I am trying to reannotate an OTU file/rep sequences with greengenes annotations to use with PICRUST, using the vsearch cluster-features-closed-references. I keep getting the error
Fatal error: Invalid (zero) abundance annotation in FASTA file header
What might cause this error?
Hi @mbnalbright,
Could you tell us a little more about how you got to this stage?
Did you use qiime vsearch dereplicate-sequences before OTU picking? (if no, use that command first to dereplicate, then do OTU picking)
Could you possibly share your input files?
Could you please share the full error traceback? (either run your command with --verbose added to the command, or open the log filepath given along with the error you reported)
With a little more info, we can help troubleshoot!
Reading file /tmp/qiime2-archive-4rbmg1by/8f0d60d6-00c8-4a2c-ab1a-788746d54125/data/dna-sequences.fasta 100%
142290491 nt in 99322 seqs, min 1254, max 2353, avg 1433
Masking 100%
Counting k-mers 100%
Creating k-mer index 100%
Searching
Fatal error: Invalid (zero) abundance annotation in FASTA file header
Traceback (most recent call last):
File "/home/malbright/anaconda3/envs/qiime2-2018.2/lib/python3.5/site-packages/q2cli/commands.py", line 246, in call
results = action(**arguments)
File "", line 2, in cluster_features_closed_reference
File "/home/malbright/anaconda3/envs/qiime2-2018.2/lib/python3.5/site-packages/qiime2/sdk/action.py", line 228, in bound_callable
output_types, provenance)
File "/home/malbright/anaconda3/envs/qiime2-2018.2/lib/python3.5/site-packages/qiime2/sdk/action.py", line 363, in callable_executor
output_views = self._callable(**view_args)
File "/home/malbright/anaconda3/envs/qiime2-2018.2/lib/python3.5/site-packages/q2_vsearch/_cluster_features.py", line 256, in cluster_features_closed_reference
run_command(cmd)
File "/home/malbright/anaconda3/envs/qiime2-2018.2/lib/python3.5/site-packages/q2_vsearch/_cluster_features.py", line 33, in run_command
subprocess.run(cmd, check=True)
File "/home/malbright/anaconda3/envs/qiime2-2018.2/lib/python3.5/subprocess.py", line 398, in run
output=stdout, stderr=stderr)
subprocess.CalledProcessError: Command '['vsearch', '--usearch_global', '/tmp/tmpdlo96307', '--id', '0.3', '--db', '/tmp/qiime2-archive-4rbmg1by/8f0d60d6-00c8-4a2c-ab1a-788746d54125/data/dna-sequences.fasta', '--uc', '/tmp/tmp6ld5fb6x', '--strand', 'plus', '--qmask', 'none', '--notmatched', '/tmp/tmpltx9moo9', '--threads', '0']' returned non-zero exit status 1
Could you try using qiime vsearch dereplicate-sequences before OTU picking?
It looks like this error is coming from vsearch, not QIIME 2 — my understanding is that these abundance annotations are a part of the expected format for OTU picking in vsearch.
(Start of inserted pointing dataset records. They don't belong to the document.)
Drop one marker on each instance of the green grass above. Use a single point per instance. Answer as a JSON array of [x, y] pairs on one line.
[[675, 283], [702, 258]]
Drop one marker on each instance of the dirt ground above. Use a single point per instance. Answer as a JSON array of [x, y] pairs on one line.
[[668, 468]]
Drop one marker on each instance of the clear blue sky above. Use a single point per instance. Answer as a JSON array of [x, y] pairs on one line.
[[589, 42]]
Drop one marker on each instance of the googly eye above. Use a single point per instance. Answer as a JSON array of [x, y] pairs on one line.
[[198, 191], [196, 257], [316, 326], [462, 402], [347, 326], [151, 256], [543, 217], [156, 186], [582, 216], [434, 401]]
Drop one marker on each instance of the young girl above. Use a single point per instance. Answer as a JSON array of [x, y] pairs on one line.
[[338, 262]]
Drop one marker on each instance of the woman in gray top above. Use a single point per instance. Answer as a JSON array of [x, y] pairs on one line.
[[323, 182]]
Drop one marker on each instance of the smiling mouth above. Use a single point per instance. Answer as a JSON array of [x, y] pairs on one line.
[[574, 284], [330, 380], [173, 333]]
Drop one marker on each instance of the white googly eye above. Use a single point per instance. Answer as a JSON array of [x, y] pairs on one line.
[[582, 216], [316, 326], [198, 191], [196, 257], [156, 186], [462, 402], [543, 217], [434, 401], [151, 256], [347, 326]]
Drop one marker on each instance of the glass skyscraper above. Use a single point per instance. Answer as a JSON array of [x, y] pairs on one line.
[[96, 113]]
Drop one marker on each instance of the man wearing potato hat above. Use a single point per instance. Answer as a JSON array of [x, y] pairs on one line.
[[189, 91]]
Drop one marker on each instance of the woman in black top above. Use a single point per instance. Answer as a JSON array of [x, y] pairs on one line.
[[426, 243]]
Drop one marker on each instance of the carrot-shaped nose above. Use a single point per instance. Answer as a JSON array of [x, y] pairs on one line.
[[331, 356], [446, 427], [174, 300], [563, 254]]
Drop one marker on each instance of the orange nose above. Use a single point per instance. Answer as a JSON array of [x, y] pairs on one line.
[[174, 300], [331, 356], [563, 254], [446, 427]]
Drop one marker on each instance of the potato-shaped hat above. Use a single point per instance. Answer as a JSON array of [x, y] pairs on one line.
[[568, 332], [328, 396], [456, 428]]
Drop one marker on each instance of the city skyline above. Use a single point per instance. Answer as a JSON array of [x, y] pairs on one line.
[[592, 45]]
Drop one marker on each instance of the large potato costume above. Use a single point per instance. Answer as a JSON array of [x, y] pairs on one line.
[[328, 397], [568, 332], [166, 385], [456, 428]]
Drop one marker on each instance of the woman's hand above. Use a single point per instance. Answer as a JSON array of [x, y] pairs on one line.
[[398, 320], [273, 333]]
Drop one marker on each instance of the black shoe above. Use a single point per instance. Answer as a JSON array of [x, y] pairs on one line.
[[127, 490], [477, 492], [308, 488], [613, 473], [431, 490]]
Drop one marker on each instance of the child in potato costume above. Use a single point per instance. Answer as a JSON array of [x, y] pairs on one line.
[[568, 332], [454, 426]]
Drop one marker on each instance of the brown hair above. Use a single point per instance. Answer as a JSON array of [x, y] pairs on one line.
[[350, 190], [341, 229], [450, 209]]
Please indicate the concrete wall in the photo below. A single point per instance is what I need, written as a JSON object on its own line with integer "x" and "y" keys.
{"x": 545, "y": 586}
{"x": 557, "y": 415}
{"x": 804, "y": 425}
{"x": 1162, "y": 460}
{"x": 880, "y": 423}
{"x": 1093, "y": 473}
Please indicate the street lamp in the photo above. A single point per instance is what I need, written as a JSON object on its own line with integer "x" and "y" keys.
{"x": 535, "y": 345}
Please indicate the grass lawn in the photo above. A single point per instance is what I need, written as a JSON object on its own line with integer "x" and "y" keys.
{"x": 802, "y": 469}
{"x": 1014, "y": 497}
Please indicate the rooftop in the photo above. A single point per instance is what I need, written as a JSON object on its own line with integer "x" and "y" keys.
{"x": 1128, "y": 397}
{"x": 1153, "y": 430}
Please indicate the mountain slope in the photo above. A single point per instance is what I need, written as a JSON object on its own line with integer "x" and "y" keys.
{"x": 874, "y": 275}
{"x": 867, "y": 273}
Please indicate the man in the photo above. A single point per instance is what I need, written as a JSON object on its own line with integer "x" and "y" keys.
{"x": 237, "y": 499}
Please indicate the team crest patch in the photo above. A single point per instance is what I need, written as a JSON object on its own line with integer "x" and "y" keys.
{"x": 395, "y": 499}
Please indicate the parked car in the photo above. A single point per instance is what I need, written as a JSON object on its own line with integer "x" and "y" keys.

From the manual:
input fasta file should present abundance annotations (i.e. a pattern [;]size=integer[;]
in the fasta header).
This abundance annotation will be written in during dereplication — so it looks like that will still need to be done here, even though you are re-clustering a pre-clustered table/sequences.